Notably, when researchers blocked autophagy in these treated cells, the death rate decreased. Conversely, combining Compound C with rapamycin (an mTOR inhibitor) made the leukemia cells more sensitive to killing. Restoring AMPK expression partially rescued cell survival, confirming that AMPK suppression was central to the toxic effect. These findings have pointed researchers toward the AMPK signaling axis as a potential therapeutic target in acute myeloid leukemia.

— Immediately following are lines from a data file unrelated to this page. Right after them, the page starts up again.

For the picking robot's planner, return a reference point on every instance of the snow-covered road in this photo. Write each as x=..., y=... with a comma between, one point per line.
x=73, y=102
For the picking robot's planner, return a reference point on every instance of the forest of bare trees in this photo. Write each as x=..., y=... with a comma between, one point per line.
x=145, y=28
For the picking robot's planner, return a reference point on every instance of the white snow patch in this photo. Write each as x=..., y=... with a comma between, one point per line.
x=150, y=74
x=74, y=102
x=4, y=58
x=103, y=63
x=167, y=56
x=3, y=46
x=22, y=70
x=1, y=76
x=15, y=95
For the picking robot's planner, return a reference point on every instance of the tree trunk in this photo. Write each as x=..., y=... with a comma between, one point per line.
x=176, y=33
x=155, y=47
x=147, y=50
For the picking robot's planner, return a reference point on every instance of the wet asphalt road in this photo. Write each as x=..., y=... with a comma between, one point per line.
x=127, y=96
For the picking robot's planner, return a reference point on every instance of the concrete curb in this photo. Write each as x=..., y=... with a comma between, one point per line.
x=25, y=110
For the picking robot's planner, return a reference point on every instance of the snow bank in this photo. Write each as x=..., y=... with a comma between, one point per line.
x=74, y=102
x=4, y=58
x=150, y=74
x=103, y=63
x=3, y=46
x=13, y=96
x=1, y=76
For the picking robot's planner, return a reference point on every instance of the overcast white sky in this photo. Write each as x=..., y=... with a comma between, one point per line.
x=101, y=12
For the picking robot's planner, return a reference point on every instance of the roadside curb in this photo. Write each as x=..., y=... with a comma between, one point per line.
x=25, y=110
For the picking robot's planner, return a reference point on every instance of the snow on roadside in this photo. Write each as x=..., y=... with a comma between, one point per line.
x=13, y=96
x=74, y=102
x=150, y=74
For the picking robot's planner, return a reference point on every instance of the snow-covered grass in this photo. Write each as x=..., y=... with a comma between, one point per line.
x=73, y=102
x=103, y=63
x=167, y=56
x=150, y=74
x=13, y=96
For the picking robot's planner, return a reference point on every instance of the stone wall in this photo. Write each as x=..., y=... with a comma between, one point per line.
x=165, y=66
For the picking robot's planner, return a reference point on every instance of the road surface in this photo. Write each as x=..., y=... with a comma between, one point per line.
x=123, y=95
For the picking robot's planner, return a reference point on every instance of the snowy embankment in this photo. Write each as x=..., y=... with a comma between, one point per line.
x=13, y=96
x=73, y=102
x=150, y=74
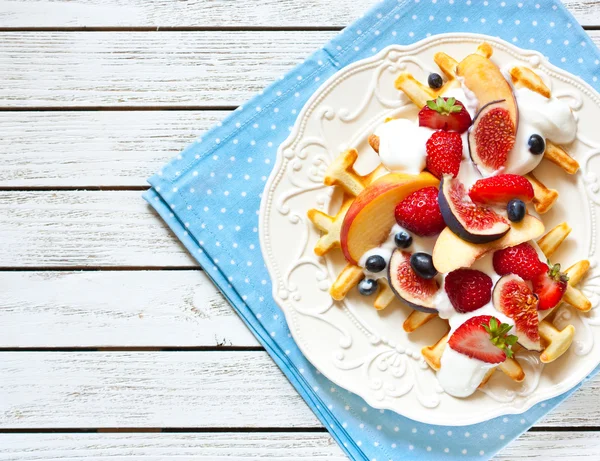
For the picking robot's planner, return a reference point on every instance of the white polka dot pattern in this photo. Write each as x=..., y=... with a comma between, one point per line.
x=210, y=196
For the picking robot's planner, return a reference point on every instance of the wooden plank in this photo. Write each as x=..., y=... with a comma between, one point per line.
x=88, y=149
x=236, y=446
x=230, y=446
x=116, y=308
x=243, y=13
x=85, y=228
x=147, y=389
x=58, y=69
x=176, y=389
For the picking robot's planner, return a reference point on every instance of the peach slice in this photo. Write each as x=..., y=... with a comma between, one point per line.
x=451, y=252
x=483, y=78
x=371, y=216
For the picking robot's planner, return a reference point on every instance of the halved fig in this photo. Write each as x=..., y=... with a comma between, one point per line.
x=513, y=297
x=471, y=222
x=492, y=136
x=417, y=292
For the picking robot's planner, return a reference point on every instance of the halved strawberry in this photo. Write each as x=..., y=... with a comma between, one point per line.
x=521, y=260
x=483, y=338
x=468, y=289
x=420, y=213
x=444, y=153
x=550, y=287
x=501, y=189
x=514, y=298
x=445, y=114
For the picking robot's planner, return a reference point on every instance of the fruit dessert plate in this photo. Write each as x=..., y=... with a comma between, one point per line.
x=415, y=229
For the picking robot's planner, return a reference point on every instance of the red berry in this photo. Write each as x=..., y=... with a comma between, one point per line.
x=468, y=289
x=444, y=153
x=420, y=213
x=501, y=189
x=521, y=260
x=474, y=339
x=550, y=287
x=445, y=114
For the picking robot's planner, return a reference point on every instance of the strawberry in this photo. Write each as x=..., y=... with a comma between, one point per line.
x=444, y=153
x=445, y=114
x=550, y=287
x=468, y=289
x=501, y=189
x=521, y=260
x=484, y=338
x=420, y=213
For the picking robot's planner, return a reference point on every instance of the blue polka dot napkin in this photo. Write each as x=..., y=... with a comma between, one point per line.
x=210, y=196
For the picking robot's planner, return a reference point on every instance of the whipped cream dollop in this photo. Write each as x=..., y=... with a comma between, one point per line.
x=402, y=145
x=402, y=141
x=460, y=375
x=385, y=250
x=551, y=118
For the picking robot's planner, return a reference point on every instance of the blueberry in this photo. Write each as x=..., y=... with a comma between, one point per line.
x=516, y=210
x=367, y=287
x=375, y=263
x=403, y=239
x=537, y=145
x=422, y=264
x=435, y=81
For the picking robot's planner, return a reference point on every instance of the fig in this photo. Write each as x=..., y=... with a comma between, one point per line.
x=471, y=222
x=415, y=291
x=492, y=136
x=513, y=297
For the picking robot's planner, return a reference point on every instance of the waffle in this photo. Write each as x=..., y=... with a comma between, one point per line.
x=341, y=173
x=419, y=94
x=555, y=342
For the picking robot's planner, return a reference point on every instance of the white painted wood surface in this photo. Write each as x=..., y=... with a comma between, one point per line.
x=217, y=13
x=123, y=308
x=232, y=446
x=58, y=69
x=141, y=389
x=83, y=149
x=146, y=68
x=85, y=229
x=210, y=383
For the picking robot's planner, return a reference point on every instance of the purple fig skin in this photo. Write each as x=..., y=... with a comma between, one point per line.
x=471, y=141
x=418, y=307
x=454, y=223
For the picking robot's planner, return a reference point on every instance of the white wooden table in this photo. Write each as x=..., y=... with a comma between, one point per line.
x=112, y=340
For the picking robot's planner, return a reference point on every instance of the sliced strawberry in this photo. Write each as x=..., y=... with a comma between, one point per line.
x=501, y=189
x=521, y=260
x=444, y=153
x=514, y=298
x=445, y=114
x=484, y=338
x=468, y=289
x=420, y=213
x=550, y=287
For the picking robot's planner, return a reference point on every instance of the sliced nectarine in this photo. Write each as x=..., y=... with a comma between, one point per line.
x=451, y=252
x=483, y=78
x=371, y=216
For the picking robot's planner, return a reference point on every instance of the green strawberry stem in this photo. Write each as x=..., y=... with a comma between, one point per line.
x=444, y=107
x=500, y=337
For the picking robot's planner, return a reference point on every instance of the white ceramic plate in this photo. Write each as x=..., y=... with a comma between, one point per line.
x=366, y=351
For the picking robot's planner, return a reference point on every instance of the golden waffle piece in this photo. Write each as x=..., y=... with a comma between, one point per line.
x=341, y=173
x=420, y=93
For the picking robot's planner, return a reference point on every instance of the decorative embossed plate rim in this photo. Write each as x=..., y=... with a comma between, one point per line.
x=290, y=224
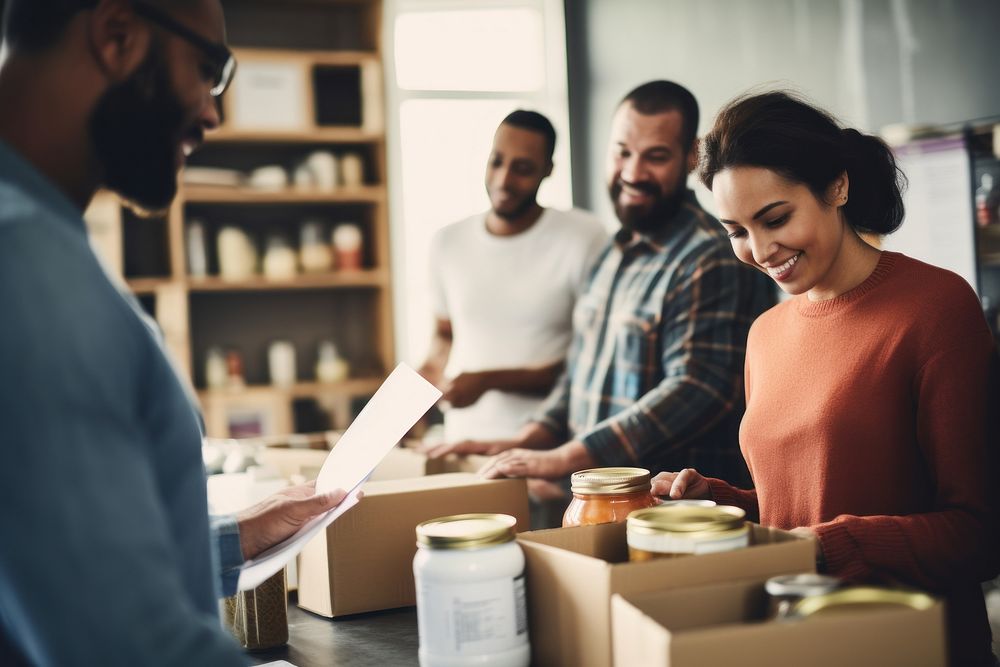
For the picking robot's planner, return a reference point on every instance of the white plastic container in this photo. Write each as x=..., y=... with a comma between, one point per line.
x=471, y=607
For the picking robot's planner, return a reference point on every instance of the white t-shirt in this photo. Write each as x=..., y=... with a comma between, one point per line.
x=510, y=301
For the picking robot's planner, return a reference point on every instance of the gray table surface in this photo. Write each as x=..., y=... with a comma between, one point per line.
x=380, y=639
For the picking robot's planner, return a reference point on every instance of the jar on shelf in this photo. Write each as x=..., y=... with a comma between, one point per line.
x=315, y=255
x=330, y=366
x=683, y=530
x=280, y=261
x=237, y=254
x=347, y=246
x=197, y=255
x=471, y=609
x=607, y=495
x=216, y=368
x=352, y=170
x=281, y=363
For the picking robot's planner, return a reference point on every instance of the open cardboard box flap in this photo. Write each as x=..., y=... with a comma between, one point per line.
x=573, y=572
x=720, y=624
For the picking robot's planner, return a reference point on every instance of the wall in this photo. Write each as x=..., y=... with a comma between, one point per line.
x=871, y=63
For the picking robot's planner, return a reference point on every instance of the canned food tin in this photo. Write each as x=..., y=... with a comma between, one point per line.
x=859, y=597
x=786, y=590
x=680, y=530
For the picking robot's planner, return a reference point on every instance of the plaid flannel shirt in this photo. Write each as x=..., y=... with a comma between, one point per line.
x=655, y=371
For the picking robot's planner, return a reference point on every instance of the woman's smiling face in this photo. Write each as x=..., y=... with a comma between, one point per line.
x=783, y=229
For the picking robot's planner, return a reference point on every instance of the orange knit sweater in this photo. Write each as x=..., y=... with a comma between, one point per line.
x=869, y=419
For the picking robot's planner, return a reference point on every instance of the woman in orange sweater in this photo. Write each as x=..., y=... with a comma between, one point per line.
x=871, y=393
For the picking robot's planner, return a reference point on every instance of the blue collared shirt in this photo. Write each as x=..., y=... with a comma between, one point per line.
x=107, y=557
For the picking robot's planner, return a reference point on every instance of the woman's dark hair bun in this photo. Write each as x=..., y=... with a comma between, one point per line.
x=876, y=187
x=779, y=131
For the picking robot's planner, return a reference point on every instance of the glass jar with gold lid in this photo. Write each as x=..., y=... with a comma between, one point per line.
x=679, y=530
x=607, y=495
x=859, y=598
x=471, y=604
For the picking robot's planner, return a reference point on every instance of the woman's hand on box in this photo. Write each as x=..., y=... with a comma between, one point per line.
x=687, y=483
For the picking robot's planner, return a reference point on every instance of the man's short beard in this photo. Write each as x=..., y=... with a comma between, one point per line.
x=664, y=207
x=136, y=129
x=521, y=209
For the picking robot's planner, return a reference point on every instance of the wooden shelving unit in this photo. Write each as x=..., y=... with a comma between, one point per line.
x=202, y=194
x=331, y=51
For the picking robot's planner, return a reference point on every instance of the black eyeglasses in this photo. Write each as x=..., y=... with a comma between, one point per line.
x=222, y=59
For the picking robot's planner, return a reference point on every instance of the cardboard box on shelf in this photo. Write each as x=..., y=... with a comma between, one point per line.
x=364, y=560
x=719, y=625
x=573, y=572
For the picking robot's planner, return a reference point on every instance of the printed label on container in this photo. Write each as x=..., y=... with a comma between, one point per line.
x=472, y=618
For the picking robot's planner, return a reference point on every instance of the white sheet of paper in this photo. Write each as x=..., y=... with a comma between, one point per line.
x=402, y=399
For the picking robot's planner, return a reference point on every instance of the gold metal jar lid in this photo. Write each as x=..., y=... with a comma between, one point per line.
x=685, y=519
x=608, y=481
x=466, y=531
x=860, y=596
x=801, y=585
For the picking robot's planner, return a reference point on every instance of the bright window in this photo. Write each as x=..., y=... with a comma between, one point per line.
x=484, y=50
x=456, y=68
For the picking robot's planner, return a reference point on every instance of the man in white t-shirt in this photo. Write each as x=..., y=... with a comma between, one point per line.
x=504, y=286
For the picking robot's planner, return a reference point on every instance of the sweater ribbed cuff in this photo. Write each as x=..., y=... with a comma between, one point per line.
x=724, y=493
x=841, y=555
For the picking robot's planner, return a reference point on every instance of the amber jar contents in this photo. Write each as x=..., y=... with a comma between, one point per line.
x=682, y=530
x=607, y=495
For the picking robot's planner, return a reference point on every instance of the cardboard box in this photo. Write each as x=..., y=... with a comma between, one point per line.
x=399, y=463
x=364, y=560
x=714, y=625
x=464, y=463
x=573, y=572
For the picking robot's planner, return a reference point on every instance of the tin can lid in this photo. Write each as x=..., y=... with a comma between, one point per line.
x=686, y=519
x=466, y=531
x=608, y=481
x=801, y=585
x=858, y=597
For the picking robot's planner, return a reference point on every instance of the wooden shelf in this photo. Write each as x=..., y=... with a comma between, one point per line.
x=147, y=285
x=318, y=135
x=344, y=279
x=339, y=57
x=348, y=388
x=205, y=194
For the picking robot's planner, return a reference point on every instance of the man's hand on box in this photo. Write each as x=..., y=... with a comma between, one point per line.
x=543, y=464
x=483, y=447
x=280, y=516
x=687, y=483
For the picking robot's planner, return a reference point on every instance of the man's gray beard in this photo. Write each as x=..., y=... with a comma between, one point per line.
x=656, y=217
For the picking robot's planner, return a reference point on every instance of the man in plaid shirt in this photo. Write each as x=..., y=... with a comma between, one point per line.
x=654, y=375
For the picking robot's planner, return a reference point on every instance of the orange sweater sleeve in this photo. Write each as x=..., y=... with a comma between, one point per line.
x=955, y=394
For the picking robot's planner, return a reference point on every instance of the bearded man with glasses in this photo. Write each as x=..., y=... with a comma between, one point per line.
x=108, y=557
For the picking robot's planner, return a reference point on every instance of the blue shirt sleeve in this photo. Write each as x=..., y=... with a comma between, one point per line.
x=104, y=520
x=227, y=539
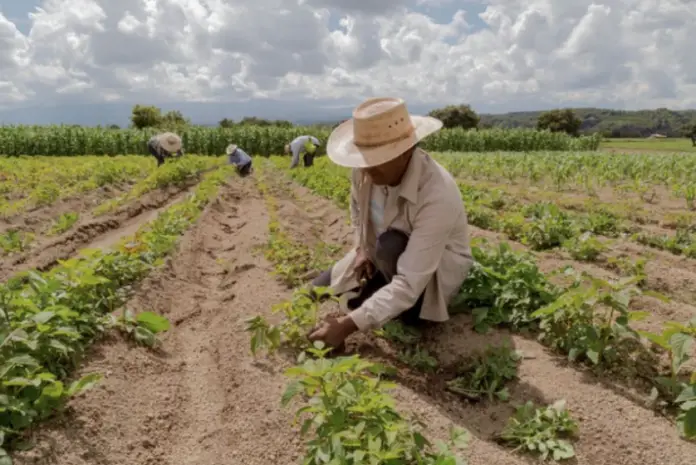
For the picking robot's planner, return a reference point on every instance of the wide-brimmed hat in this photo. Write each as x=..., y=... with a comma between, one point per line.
x=170, y=142
x=381, y=129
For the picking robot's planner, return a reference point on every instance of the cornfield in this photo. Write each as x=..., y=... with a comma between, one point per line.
x=259, y=140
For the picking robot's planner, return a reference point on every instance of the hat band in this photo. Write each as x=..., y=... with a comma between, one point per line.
x=399, y=138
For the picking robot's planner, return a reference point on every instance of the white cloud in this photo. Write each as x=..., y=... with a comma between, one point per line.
x=630, y=53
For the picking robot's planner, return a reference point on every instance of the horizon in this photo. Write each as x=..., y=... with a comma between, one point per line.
x=314, y=59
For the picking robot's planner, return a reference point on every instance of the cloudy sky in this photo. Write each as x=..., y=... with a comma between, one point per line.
x=498, y=55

Compound C has also been used to study how cancer cells adapt their metabolism when they detach from their normal tissue environment, a key step in metastasis. By altering the metabolic fingerprint of detached cancer cells, Compound C helps researchers map the energy pathways that tumors exploit to survive and spread.
Use in Metabolic Studies
Because AMPK is central to glucose and fat metabolism, Compound C is widely used to test whether a given metabolic effect depends on AMPK. In a typical experiment, researchers expose muscle cells to a compound suspected of increasing glucose uptake, then repeat the experiment with Compound C present. If glucose uptake drops in the presence of Compound C, that confirms the effect runs through AMPK. This approach has been used to validate the mechanisms of natural compounds, drug candidates, and exercise-mimicking interventions in cell and tissue models.
Selectivity Limitations
The biggest caveat with Compound C is that it hits many kinases beyond AMPK. In comprehensive kinase-screening assays, it inhibits ALK2 (a BMP receptor), KDR (the VEGF receptor), and AMPK all at concentrations below 250 nM. It also affects additional kinases that have not been as thoroughly cataloged. This means any experiment using Compound C alone cannot definitively attribute a result to AMPK inhibition. Researchers typically need to confirm findings with genetic approaches, such as knocking out the AMPK gene, or with complementary pharmacological tools.
A newer alternative called SBI-0206965 inhibits AMPK with roughly 40-fold greater potency and far less activity against unrelated kinases. Its crystal structure bound to the AMPK kinase domain has been solved, confirming it works through a distinct binding mechanism. For studies where clean AMPK inhibition is critical, SBI-0206965 is increasingly replacing Compound C. Still, Compound C remains the most widely cited AMPK inhibitor in the literature, and much of what we know about AMPK biology was initially mapped using it.